Data virtualization and democratization. As most of our users come from SQL background, Dremio is the perfect solution for these users to something that they are already familiar with. The web GUI has streamlined our data quality analysts' job as they can simply perform their initial data exploration from the GUI.
Recommendations to others considering the product:
If you dislike proprietary vendor format and the hassle of the data loading process, try this out. Try their community AWS Edition which has most of the features that you would need.


    Financial Services

Solid platform and excellent support.

  • November 19, 2020
  • Review provided by G2

What do you like best?
What I like best about Dremio is the open source foundation and commitments to the open source community. This is most notable in the various database connector where we have the freedom to create our own or modify as needed.
What do you dislike?
The limitations in connection to legacy DBs and there are limitation in maintaining sessions and passing things like "Alter" commands to source databases. This can increase development and adoption timelines.
What problems is the product solving and how is that benefiting you?
Dremio is positioned to solve for virtualization and federation to legacy databases as well as their core product of enabling SQL interfaces on data lakes.


    Financial Services

Dremio as a Data Wrangling Tool

  • November 19, 2020
  • Review provided by G2

What do you like best?
Dremio has a ton of support out of the box for a wide array of data sources.
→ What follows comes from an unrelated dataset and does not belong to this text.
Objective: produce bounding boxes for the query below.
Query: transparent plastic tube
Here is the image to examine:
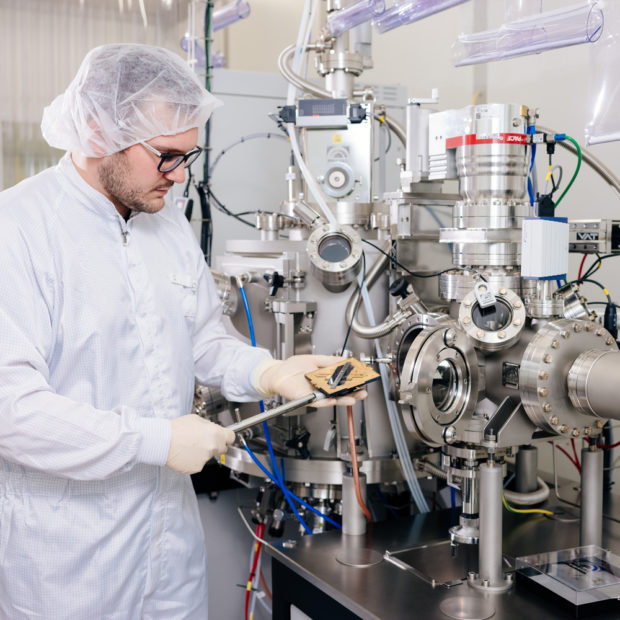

The professional services support is also world class.
What do you dislike?
The scope of the amount of products it supports can lead to some slow problem resolutions for lesser used data source connections and edge case problems
What problems is the product solving and how is that benefiting you?
A unified query layer to allow data exploration among disparate data sources
Recommendations to others considering the product:
Their docs are extremely thorough.


    Financial Services

Fast and Open Data Lake Engine

  • November 18, 2020
  • Review provided by G2

What do you like best?
Amazing performance with Apache Arrow at its core with new enhancements actively developed with the open source community such as Gandiva for optimized execution and Flight for optimized data transfer. Project Nessie is also being worked on in the open source community to bring git-like version history to datasets.
What do you dislike?
There can be better support for large datasets in the TB/PB range in terms of dataset management, with something like Iceberg support, which is in the works.
What problems is the product solving and how is that benefiting you?
Building an open file-based data warehouse that can scale to speed up existing RDBMS-based workloads and allow new and more advanced use cases to be developed on top of data from various sources.